The church, Yabaki says, is back under the control of people who supported the coup in 1987. "They are not as strong as they were. They felt the Methodist church should follow the leading of traditional Fijian leaders and they cannot think about the church in any other way."

They are happy with that kind of linkage with culture, and see it as the strength of the church.

"Now the church has nothing to say. It has difficulty in finding things to say in modern Fiji. There is absolutely no alternative thinking."

Yabaki was asked by the church if he would appeal to be reinstated.

"Not if only the condition is the giving up of drinking alcohol. Why should one be made to give up something which can be enjoyed and which is not harmful if taken with self-control?" How many other Methodist ministers drink alcohol? "Quite a few."

How many are addicts of kava? "It's quite serious."

When Yabaki saw Kanailagi in September he took with him a paper he had written on the church and alcohol.

"I said there was a choice to be moderate, and that Fijian kava must be viewed on the same lines because it is equally destructive."

"Kanailagi said he would present the paper to the standing committee. But I think when they read that, they decided to cut short the process and sack me."
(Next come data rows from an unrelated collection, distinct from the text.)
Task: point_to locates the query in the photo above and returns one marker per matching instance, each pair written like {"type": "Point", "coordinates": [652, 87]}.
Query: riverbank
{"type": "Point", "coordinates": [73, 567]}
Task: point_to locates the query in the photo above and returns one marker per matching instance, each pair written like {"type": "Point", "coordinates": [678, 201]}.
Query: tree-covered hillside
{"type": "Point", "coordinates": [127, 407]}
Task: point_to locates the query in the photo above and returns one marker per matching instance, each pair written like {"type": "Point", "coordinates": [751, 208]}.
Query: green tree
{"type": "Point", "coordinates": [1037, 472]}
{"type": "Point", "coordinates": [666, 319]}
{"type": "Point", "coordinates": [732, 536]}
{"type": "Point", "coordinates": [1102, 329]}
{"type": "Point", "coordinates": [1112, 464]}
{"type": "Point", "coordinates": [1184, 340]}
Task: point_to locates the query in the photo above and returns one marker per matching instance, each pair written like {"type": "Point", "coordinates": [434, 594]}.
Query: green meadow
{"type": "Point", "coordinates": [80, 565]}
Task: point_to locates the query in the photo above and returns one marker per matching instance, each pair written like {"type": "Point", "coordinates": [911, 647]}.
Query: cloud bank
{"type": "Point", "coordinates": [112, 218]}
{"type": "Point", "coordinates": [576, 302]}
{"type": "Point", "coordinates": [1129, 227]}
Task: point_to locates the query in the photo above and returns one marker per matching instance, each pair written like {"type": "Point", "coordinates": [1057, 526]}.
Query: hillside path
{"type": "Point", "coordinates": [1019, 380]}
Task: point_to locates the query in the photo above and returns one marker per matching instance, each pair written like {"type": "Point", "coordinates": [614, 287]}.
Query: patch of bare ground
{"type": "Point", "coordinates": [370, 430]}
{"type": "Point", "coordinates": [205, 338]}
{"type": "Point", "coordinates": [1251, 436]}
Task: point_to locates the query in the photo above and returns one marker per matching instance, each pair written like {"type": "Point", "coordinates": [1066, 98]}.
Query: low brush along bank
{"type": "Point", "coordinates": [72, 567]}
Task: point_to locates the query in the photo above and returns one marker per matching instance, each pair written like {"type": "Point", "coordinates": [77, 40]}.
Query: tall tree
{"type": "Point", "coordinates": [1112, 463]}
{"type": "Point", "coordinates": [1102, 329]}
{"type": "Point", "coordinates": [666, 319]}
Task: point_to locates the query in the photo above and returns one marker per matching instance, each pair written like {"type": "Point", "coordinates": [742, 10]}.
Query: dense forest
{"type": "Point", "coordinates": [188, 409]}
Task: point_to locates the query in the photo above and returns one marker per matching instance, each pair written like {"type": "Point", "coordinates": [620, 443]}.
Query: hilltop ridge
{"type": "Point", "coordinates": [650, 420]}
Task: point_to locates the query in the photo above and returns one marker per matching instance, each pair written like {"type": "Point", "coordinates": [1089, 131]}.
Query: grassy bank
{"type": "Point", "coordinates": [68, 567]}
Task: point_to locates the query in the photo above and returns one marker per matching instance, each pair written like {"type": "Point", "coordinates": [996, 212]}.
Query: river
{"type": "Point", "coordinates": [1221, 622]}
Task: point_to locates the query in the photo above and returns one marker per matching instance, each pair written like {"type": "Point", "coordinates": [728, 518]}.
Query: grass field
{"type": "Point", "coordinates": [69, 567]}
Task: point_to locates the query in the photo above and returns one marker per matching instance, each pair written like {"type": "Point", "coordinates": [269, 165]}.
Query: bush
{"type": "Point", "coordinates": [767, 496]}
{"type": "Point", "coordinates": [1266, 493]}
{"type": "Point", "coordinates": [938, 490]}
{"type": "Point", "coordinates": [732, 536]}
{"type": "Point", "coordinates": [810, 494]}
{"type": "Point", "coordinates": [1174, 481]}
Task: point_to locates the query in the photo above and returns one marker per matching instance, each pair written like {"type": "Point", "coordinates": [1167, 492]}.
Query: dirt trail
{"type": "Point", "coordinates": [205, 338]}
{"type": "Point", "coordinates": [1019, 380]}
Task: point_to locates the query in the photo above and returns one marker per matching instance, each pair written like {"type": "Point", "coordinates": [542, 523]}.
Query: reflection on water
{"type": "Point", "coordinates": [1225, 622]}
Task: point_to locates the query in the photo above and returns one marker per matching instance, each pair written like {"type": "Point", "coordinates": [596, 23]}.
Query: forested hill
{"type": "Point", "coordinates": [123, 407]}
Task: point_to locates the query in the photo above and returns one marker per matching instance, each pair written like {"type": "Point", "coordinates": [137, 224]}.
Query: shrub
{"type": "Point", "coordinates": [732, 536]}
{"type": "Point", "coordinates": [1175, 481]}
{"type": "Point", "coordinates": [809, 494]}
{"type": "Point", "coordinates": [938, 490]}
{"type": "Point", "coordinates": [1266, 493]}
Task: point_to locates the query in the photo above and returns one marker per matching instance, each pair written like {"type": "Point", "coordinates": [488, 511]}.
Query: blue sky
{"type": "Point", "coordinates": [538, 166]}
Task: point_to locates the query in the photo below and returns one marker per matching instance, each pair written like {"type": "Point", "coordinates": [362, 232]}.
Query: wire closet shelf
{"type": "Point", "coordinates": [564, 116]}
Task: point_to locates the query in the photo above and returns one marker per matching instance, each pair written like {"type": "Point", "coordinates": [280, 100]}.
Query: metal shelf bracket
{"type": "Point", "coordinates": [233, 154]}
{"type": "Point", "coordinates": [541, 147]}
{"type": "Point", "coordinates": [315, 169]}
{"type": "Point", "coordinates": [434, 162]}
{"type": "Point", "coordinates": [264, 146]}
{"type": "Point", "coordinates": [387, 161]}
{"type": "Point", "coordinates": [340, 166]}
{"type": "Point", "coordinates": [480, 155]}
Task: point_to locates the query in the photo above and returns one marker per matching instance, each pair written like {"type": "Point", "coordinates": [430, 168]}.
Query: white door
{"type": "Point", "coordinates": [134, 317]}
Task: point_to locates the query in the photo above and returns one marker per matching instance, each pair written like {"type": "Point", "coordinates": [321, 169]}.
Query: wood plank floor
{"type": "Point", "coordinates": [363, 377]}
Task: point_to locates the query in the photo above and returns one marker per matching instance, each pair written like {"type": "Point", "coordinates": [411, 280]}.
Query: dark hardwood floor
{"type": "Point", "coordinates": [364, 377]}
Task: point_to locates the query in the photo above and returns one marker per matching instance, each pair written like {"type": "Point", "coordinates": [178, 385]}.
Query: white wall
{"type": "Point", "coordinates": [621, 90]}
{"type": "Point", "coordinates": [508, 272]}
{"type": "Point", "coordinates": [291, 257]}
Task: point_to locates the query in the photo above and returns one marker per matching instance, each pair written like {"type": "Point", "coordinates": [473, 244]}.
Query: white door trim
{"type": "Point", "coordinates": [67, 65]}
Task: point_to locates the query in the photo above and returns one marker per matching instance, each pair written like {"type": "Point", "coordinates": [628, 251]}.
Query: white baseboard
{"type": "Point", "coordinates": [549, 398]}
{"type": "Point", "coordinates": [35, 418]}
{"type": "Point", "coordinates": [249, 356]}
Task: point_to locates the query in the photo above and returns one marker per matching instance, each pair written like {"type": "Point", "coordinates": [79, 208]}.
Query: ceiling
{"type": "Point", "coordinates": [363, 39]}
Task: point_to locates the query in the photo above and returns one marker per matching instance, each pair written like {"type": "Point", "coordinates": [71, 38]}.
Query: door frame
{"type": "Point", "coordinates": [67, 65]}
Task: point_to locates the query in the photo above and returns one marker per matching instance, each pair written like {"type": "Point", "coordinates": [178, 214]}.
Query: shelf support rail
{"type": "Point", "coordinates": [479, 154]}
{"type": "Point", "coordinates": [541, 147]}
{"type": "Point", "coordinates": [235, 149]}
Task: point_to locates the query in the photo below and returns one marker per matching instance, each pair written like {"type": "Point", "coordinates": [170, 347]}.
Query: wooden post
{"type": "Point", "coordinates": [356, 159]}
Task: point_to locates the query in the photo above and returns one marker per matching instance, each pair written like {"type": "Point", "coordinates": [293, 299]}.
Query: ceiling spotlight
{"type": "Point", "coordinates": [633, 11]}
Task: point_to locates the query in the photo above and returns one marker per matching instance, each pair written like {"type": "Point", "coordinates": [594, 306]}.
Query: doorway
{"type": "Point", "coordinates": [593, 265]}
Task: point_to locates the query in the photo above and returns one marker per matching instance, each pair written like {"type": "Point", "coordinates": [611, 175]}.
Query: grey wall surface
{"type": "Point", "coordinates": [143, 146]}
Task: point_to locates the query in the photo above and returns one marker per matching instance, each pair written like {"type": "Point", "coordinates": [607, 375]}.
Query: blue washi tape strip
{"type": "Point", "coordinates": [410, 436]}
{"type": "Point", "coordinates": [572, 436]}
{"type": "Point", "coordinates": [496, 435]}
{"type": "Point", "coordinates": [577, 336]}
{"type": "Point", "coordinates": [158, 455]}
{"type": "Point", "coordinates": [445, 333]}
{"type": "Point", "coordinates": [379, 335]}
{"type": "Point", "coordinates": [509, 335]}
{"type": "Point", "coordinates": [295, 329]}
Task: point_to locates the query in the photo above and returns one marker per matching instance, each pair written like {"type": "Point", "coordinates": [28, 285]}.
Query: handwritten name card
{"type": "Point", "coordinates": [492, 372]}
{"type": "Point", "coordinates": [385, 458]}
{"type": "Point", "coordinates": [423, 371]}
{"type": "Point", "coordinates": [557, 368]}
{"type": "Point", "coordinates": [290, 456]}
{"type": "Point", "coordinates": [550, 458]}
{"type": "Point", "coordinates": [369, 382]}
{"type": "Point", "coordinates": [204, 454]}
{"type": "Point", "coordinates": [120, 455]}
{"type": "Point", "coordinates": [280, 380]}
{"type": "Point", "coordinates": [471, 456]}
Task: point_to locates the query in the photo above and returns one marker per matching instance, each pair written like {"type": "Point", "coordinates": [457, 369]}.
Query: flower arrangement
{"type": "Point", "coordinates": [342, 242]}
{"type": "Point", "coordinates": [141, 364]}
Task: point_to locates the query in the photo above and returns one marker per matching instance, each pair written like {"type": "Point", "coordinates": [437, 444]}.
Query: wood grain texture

Yabaki has asked the churchmen who condemned him to adopt a recognised disciplinary procedure "not so much out of judgment but out of grace. This is an appeal for good practice."

"Second, I wanted to appeal to the courts against processes lacking in natural justice because I was not heard."

What was his detractors' response? Yabaki chuckled. They said, "you had better come back to the church".

What next? "I have a lawyer looking at these things. I don't feel a loss of anything. The Lord is my Shepherd. I shall not want. I am quite satisfied. I've led a fairly true life. In terms of my faith, as I've said before, it is the application of the Christian faith into practice. I feel I'm leading a full life."